Thursday, March 27, 2008

El pueblo unido jamás será vencido

The people united will never be defeated!

Monday, March 31 is observed as Cesar Chavez Day, at least in the states of California, Texas, Arizona and Colorado. It is the first and only holiday in the United States to honor the legacy of a Mexican American. And unfortunately, it is a holiday that many pubic school districts in these four states chose not to observe, much less teach their students about—especially sad in the Los Angeles School Unified School District, which has a considerable Latino student population.

I first learned about Cesar Chavez in my first year in high school. I would love to say that I learned about his civil rights activism, approaches to nonviolent resistance, and campaign for labor rights through some cool, hip teacher fighting the monotony of high school education books. But, that was not the case. I learned about the United Farm Workers, Dolores Huerta, the Delano grape fruit boycott, and Cesar Chavez's approaches to nonviolent resistance through an array of library books I devoured over the course of the summer. By the time I had returned to school, I had written what I thought was one bad ass research paper on his legacy, which earned me a top grade in the class. Not bad for my growing nerd status.

Celebrate Cesar Chavez Day this weekend. Click here to learn more about his work as an activist. March this weekend in the recognition of his life's work, click here to find an event near you. And sign this petition to transform Cesar Chavez Day into a national holiday.

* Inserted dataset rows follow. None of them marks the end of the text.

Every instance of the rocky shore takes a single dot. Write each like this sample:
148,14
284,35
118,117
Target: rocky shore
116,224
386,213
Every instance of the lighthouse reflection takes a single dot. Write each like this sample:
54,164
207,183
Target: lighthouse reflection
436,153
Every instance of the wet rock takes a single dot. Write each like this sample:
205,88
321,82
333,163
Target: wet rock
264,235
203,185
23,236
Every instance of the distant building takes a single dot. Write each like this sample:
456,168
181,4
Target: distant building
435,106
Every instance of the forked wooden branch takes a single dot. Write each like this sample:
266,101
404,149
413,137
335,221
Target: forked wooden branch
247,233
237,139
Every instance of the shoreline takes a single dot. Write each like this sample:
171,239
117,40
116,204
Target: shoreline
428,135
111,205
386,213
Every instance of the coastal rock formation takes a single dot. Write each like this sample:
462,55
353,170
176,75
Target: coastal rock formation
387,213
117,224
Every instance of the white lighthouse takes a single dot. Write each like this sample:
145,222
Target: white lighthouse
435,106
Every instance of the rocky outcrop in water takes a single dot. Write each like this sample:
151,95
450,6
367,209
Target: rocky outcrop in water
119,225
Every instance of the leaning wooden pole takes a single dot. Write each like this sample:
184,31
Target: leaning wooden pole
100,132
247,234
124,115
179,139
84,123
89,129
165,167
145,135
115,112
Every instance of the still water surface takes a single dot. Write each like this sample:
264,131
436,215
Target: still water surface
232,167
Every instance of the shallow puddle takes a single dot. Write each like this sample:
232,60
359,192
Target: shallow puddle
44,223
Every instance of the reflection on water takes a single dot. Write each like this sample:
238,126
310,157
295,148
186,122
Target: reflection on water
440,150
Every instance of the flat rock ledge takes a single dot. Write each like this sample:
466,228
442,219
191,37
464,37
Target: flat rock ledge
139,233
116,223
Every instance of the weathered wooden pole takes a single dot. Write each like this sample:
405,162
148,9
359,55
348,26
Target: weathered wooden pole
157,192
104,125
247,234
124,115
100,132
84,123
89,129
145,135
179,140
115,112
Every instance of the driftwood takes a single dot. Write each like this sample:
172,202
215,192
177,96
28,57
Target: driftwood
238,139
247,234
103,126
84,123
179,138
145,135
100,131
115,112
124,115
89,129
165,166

By the way, Cesar Chavez didn't do it alone. Let's not forget Dolores Huerta's work as co-founder of the United Farm Workers and her continued activism for civil rights.


Morose said...

nor can we forget philip vera cruz and other non-latino farm workers.

Gee said...

Yes! great point, morose! Filipino labor leaders, such as Philip Vera Cruz, played a pivotal role in the Delano grape strike, which helped build the farm workers movement and the UFW.